The rapid rate of technological advances means many companies – even the smallest – are using advanced technology that would have been unimaginable even a few years ago. This shows no signs of abating as new and evolving tech is a constant; businesses now have to be permanently alive to new developments and ready to implement modern technology including software, in order to remain current and to stay ahead of competitors.
Preparation is key along with a willingness to embrace the changes that new tech ushers in, something which is true of both business owners and employees, who must move with the times and be ready and willing to adapt to the changes that new technology brings.
People working in accounting for their company 30 years ago couldn’t have known, for example, that from using a then-new dedicated software package loaded onto their PC they’d now be using cloud-based software capable of a multitude of finance-related tasks such as handling tax administration and inventory management.
How to prepare
It’s as much about having the right approach to tech changes as a set routine in place.
When new tech is considered, it’s important for all concerned within the organization to be prepared to work with it; this comes from staff understanding why it’s necessary for the company to adopt a particular technology to make recommendations on new elements that will improve overall business processes as well as service offerings.
A positive approach is better than the fear-based type; for example, it’s far better to extol the benefits of new tech in terms of, say, saving time and improving profitability than saying “we’ll be left behind if we don’t use it”. The ‘left behind’ argument may well be true but it’s not ideal to overdo its use with staff and might well not be particularly motivating.
Introducing new technology, ahead of time, can be the difference between a well-rounded business and one that is frantically playing catch up with both – competitors and within its specific industry.
The changing culture
By promoting a business-wide culture and philosophy of ‘change is good’ (along perhaps with other positives such as ‘ongoing learning’ and ‘growth’), those working in the business naturally welcome new tech rather than fear it or begrudge the upheaval it may cause at first, and the possible future changes it may make to work activities.
This cultural outlook can be supported by training not just when new tech comes in, but on an ongoing basis so staff learns how to get more out of the tech, be comfortable with it and get used to the inevitable changes to work routines as it evolves.

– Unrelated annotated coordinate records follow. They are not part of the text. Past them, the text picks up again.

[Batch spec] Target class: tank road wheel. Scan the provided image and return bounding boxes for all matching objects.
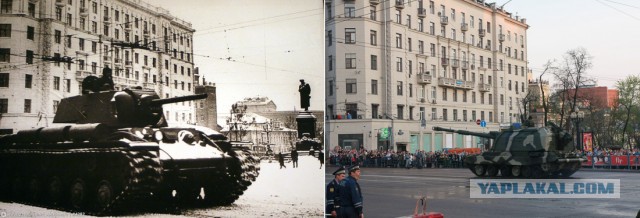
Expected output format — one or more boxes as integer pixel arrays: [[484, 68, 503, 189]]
[[11, 177, 25, 201], [47, 176, 63, 206], [529, 165, 543, 179], [473, 164, 487, 176], [69, 178, 87, 209], [96, 180, 115, 211], [487, 165, 498, 176], [560, 169, 577, 178], [500, 166, 511, 177], [511, 166, 522, 177]]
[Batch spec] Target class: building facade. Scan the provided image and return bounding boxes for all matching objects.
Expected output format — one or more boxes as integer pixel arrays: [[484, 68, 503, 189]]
[[325, 0, 529, 151], [0, 0, 195, 132], [195, 83, 221, 131]]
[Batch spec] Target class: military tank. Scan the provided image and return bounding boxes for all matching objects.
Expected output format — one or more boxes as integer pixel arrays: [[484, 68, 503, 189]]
[[433, 123, 586, 178], [0, 86, 260, 215]]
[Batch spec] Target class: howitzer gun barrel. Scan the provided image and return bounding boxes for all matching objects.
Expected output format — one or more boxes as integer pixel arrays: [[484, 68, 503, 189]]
[[149, 93, 207, 106], [433, 126, 499, 139]]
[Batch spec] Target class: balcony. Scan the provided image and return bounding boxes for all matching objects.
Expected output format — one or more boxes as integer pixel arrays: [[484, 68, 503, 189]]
[[418, 8, 427, 18], [396, 0, 404, 10], [478, 83, 491, 92], [438, 77, 475, 90], [440, 16, 449, 26], [461, 61, 469, 70], [80, 8, 89, 17], [460, 23, 469, 32], [418, 72, 433, 84], [76, 70, 93, 81], [451, 59, 460, 68]]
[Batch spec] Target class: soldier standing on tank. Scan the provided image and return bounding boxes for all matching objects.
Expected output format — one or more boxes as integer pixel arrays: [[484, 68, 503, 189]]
[[325, 167, 346, 217], [278, 152, 287, 169], [338, 165, 364, 218], [291, 149, 298, 168], [298, 79, 311, 111]]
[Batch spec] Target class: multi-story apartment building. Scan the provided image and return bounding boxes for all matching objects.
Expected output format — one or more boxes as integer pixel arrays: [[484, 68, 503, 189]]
[[325, 0, 529, 151], [0, 0, 195, 133]]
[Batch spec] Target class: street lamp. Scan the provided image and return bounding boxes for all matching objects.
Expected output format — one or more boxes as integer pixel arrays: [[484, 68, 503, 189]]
[[570, 109, 584, 151]]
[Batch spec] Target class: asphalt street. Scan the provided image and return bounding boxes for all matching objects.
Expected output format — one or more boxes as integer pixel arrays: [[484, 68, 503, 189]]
[[325, 167, 640, 217]]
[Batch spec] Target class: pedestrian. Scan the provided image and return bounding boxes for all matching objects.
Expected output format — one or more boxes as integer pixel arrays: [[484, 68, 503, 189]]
[[325, 167, 346, 217], [291, 149, 298, 168], [318, 150, 324, 169], [338, 165, 364, 218], [278, 152, 287, 169]]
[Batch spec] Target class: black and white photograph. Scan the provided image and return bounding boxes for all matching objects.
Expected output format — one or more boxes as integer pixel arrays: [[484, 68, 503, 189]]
[[0, 0, 325, 217]]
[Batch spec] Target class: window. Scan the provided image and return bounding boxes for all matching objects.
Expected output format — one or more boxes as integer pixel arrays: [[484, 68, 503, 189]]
[[371, 104, 380, 119], [346, 79, 358, 94], [329, 80, 334, 96], [53, 30, 62, 44], [24, 74, 33, 89], [27, 26, 35, 40], [345, 53, 356, 69], [369, 30, 378, 46], [369, 5, 377, 20], [0, 98, 9, 114], [53, 76, 60, 90], [371, 55, 378, 70], [371, 79, 378, 95], [0, 24, 11, 37], [28, 2, 36, 17], [344, 3, 356, 17], [26, 50, 33, 64], [344, 28, 356, 44]]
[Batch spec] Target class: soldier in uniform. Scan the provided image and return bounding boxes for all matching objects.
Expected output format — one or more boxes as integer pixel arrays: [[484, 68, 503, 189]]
[[338, 165, 364, 218], [325, 167, 346, 217]]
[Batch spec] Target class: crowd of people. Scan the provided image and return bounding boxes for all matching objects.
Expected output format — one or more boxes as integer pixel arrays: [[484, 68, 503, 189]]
[[329, 147, 478, 168]]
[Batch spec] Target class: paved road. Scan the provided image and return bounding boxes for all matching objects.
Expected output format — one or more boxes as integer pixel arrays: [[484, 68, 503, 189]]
[[325, 167, 640, 217]]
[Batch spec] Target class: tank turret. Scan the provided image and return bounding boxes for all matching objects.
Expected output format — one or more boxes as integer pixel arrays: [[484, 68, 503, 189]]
[[53, 89, 207, 127], [433, 123, 586, 178]]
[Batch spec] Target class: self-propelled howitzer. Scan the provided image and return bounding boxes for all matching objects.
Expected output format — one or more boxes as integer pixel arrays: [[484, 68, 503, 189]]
[[433, 123, 586, 178]]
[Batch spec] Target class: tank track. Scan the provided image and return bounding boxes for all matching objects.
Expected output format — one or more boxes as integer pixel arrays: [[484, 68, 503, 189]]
[[204, 148, 260, 206], [0, 148, 162, 215]]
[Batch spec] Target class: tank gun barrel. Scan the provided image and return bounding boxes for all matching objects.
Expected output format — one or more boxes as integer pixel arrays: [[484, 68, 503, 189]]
[[433, 126, 500, 139], [149, 93, 207, 106]]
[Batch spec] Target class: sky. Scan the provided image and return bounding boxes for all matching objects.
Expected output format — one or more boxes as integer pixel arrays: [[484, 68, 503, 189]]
[[502, 0, 640, 88], [150, 0, 325, 117]]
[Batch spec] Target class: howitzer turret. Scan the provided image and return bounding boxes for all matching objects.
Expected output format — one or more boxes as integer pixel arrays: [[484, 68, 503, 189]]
[[433, 123, 586, 178], [53, 89, 207, 127], [433, 126, 500, 139]]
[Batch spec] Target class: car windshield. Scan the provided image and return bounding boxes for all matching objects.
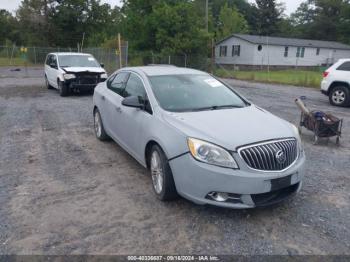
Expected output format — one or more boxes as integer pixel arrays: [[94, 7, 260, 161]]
[[58, 55, 100, 67], [149, 74, 247, 112]]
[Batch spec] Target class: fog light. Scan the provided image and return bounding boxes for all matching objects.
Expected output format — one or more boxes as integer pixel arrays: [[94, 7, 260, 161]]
[[208, 192, 229, 202]]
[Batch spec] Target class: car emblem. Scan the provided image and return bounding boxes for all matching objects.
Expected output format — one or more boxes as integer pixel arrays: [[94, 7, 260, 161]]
[[275, 150, 287, 164]]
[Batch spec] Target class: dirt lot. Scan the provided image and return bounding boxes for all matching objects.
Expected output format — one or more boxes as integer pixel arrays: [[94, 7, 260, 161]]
[[0, 68, 350, 254]]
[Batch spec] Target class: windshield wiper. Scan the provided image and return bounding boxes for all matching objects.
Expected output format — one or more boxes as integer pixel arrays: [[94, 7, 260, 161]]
[[191, 105, 243, 111]]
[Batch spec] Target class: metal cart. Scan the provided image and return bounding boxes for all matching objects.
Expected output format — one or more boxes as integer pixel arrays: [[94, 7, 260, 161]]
[[299, 98, 343, 145]]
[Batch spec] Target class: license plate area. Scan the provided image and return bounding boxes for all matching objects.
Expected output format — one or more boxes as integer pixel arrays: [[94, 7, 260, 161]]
[[271, 175, 292, 191]]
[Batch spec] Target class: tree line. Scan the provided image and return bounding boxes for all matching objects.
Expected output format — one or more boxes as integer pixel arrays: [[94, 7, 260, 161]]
[[0, 0, 350, 55]]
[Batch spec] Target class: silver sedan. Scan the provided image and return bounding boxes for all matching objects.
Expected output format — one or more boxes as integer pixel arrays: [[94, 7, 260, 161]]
[[93, 66, 305, 208]]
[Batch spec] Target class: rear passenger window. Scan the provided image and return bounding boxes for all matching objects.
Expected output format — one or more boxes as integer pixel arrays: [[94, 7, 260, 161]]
[[107, 72, 129, 95], [122, 74, 146, 98], [46, 55, 52, 65], [337, 62, 350, 71]]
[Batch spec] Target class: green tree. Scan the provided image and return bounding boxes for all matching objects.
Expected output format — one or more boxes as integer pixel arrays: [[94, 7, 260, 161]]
[[16, 0, 54, 46], [209, 0, 258, 33], [0, 9, 20, 45], [256, 0, 283, 35], [216, 4, 248, 39], [150, 1, 209, 54]]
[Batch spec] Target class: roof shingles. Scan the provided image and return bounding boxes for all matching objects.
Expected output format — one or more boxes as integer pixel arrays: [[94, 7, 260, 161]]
[[217, 34, 350, 50]]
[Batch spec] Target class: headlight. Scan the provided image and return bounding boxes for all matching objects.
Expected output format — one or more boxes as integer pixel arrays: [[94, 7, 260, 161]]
[[187, 138, 238, 168], [292, 124, 304, 155], [63, 74, 75, 80]]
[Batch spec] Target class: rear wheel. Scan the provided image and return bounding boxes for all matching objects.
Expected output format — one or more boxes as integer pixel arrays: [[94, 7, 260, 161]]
[[149, 145, 178, 201], [329, 86, 350, 106], [57, 80, 69, 96]]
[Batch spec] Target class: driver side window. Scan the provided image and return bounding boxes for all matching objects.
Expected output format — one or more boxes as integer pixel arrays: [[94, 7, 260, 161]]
[[107, 72, 129, 95], [50, 55, 57, 68]]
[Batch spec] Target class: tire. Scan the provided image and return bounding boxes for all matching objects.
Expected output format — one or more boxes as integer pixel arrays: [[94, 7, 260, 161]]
[[94, 108, 109, 141], [329, 86, 350, 106], [45, 75, 53, 89], [57, 80, 69, 97], [149, 145, 178, 201]]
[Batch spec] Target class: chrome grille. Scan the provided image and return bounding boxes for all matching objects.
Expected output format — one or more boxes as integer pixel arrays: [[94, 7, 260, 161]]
[[238, 138, 298, 171]]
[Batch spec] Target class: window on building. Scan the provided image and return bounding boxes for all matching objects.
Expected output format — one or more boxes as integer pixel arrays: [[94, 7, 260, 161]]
[[220, 45, 227, 56], [337, 62, 350, 71], [297, 47, 305, 57], [232, 45, 241, 56]]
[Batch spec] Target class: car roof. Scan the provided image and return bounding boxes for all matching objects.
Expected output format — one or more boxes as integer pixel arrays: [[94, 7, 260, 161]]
[[123, 65, 208, 76], [50, 52, 92, 56]]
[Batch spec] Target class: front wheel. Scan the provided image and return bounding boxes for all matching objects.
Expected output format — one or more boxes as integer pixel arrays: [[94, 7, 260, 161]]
[[149, 145, 178, 201], [329, 86, 350, 106]]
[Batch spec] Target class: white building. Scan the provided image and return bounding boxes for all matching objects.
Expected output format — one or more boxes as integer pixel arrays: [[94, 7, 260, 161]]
[[215, 34, 350, 67]]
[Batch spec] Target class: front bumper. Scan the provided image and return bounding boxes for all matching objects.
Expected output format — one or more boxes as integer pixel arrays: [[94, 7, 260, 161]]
[[64, 78, 106, 91], [169, 153, 305, 208]]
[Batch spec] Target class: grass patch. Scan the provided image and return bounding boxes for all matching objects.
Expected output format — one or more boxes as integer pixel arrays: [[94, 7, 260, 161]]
[[215, 68, 322, 88], [0, 57, 32, 66]]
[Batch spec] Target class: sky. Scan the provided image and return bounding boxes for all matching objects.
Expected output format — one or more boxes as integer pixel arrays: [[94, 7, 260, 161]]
[[0, 0, 303, 15]]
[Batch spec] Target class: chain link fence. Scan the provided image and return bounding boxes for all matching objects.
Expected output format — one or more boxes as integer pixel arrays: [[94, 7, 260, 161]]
[[0, 45, 326, 87]]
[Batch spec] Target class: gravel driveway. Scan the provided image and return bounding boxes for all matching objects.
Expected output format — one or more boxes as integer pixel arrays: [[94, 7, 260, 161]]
[[0, 68, 350, 254]]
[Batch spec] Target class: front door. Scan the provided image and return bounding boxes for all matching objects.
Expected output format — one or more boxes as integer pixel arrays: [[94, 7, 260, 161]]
[[119, 73, 152, 161]]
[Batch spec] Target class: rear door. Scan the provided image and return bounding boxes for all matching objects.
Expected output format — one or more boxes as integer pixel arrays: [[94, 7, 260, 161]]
[[102, 72, 129, 142], [47, 55, 58, 87]]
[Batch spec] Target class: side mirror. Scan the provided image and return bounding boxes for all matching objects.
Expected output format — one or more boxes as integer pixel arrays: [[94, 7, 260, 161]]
[[122, 96, 145, 109]]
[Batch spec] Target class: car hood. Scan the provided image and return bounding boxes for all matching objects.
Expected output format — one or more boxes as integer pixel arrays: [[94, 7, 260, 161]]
[[62, 67, 106, 73], [163, 105, 295, 150]]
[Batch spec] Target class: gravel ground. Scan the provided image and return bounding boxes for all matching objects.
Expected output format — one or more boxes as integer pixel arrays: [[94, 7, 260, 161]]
[[0, 68, 350, 254]]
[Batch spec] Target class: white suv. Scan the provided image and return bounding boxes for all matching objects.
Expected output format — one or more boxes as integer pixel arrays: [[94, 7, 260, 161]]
[[321, 59, 350, 106], [45, 53, 107, 96]]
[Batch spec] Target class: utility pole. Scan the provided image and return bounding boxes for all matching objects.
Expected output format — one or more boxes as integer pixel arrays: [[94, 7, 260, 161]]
[[205, 0, 209, 33], [80, 32, 85, 52], [118, 33, 122, 68]]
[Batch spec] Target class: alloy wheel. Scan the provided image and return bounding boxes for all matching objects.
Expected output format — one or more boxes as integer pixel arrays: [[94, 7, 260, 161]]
[[332, 90, 345, 104]]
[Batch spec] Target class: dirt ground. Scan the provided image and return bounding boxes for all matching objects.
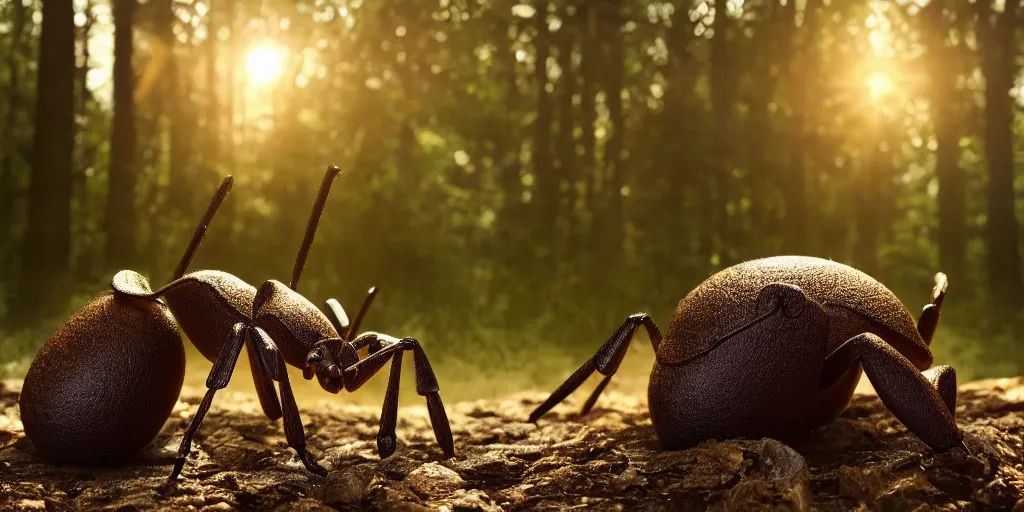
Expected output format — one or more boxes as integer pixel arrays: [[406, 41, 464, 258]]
[[0, 378, 1024, 511]]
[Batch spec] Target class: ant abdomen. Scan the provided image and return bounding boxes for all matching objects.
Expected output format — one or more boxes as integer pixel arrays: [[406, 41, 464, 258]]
[[19, 292, 185, 465]]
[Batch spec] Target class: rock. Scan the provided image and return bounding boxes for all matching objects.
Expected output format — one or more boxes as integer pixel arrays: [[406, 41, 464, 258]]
[[406, 462, 466, 498], [0, 378, 1024, 512]]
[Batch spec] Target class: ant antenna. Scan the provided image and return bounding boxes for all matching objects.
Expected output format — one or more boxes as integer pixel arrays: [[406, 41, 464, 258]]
[[171, 174, 234, 281], [345, 287, 377, 340], [288, 165, 341, 290]]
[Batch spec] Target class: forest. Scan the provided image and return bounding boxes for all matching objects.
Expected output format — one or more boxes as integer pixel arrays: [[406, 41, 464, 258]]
[[0, 0, 1024, 399]]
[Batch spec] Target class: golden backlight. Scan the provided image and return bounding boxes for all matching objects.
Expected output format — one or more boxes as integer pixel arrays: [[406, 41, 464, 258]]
[[867, 72, 895, 99], [246, 42, 285, 86]]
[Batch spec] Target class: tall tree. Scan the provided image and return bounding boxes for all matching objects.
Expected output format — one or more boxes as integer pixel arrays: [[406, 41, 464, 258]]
[[106, 0, 137, 267], [0, 0, 28, 270], [579, 2, 601, 230], [554, 9, 579, 241], [12, 0, 75, 318], [530, 1, 558, 245], [922, 0, 967, 280], [156, 0, 198, 218], [703, 0, 738, 265], [594, 0, 626, 264], [976, 0, 1024, 310]]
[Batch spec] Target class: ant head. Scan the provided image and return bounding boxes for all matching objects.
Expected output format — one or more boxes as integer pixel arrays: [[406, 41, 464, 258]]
[[302, 338, 359, 393]]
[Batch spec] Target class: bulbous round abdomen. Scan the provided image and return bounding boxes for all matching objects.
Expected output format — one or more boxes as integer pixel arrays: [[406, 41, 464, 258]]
[[19, 294, 185, 465]]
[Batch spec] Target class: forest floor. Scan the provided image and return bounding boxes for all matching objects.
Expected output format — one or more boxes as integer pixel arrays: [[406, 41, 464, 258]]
[[0, 378, 1024, 511]]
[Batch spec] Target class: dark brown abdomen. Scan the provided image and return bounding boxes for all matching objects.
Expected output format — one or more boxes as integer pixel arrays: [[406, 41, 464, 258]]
[[19, 294, 185, 465]]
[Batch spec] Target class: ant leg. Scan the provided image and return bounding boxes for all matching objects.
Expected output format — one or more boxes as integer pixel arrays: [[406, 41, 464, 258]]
[[170, 323, 246, 480], [251, 327, 327, 476], [829, 333, 964, 452], [922, 365, 956, 415], [918, 272, 949, 345], [246, 338, 282, 421], [345, 333, 455, 459], [529, 313, 662, 423]]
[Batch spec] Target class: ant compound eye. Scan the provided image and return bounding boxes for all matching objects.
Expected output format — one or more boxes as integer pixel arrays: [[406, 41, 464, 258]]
[[306, 350, 324, 367], [327, 365, 341, 379]]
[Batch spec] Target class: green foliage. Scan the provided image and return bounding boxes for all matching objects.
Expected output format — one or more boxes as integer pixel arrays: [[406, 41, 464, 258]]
[[0, 0, 1024, 383]]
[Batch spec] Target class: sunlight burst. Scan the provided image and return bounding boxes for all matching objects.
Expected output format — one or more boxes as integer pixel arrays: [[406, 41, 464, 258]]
[[246, 43, 285, 85], [867, 72, 895, 99]]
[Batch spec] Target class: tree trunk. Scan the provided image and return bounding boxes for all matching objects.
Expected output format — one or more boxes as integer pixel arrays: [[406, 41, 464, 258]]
[[579, 2, 600, 226], [11, 0, 75, 322], [922, 0, 968, 282], [530, 1, 558, 245], [106, 0, 137, 268], [593, 1, 626, 268], [555, 7, 578, 245], [703, 0, 738, 266], [978, 1, 1024, 311], [72, 0, 99, 281], [205, 0, 220, 167], [157, 0, 192, 219], [0, 2, 28, 275]]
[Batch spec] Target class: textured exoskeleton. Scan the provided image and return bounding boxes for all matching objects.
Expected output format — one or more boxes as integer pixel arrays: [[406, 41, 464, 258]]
[[114, 166, 454, 479], [530, 256, 966, 452]]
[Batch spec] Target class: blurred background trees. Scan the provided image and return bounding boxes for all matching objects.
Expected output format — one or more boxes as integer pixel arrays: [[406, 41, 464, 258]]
[[0, 0, 1024, 395]]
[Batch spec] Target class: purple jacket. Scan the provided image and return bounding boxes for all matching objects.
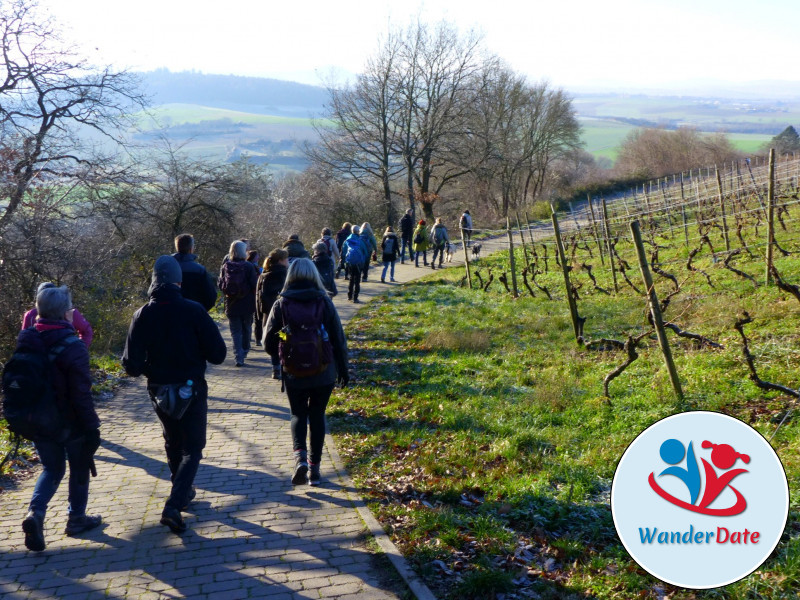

Highlighting the benefits of new tech changes can be another way of encouraging employees to embrace change. Offering things such as flexible and remote working can be a great way to get employees on board, whilst also broadening the benefits package offered by the business.
Certain major tech requires a period of setting up and implementation, and good project management will contribute to bringing new tech on stream smoothly and efficiently.
This will help staff think positively about it as opposed to possible resentments caused through haphazard installations that leave workers confused, so making it more difficult for them to do their jobs as they grapple with the new technology.
A strong plan of action as well as incorporating employees into the changes will enable them to feel a part of the process change, whilst also allowing a forum for discussion and suggestion, only further benefiting the business and allowing a wider acceptance of the new elements.
The ‘pain before gain’ principle
Despite a willingness to change and good project management, it’s fair to say some new tech can feel like taking backward steps at first while people acclimatize and learn how to use it efficiently.
It’s important to have patience and, as importantly, demonstrate to staff that it’s accepted that it may take a while for them to make the most of new innovations. No one can expect to adapt and successfully use new systems right away and a settling in period is needed to allow everyone to feel confident and to be engaged with new business processes.
Knowing that the benefits of new tech will more than outweigh the few months of familiarization, and instilling this into staff members, will help ensure the adoption of new tech is as harmonious as possible.
Selling the benefits
Before new tech is brought in, it’s very important that staff understand why it’s being done and how it’ll benefit the company – this is all part of an effective ‘tech implementation’ methodology.
It’s not always obvious why new technology is coming on stream, so it’s important that staff see the big picture so as to empathize with the need for the new tech rather than view it as a hindrance.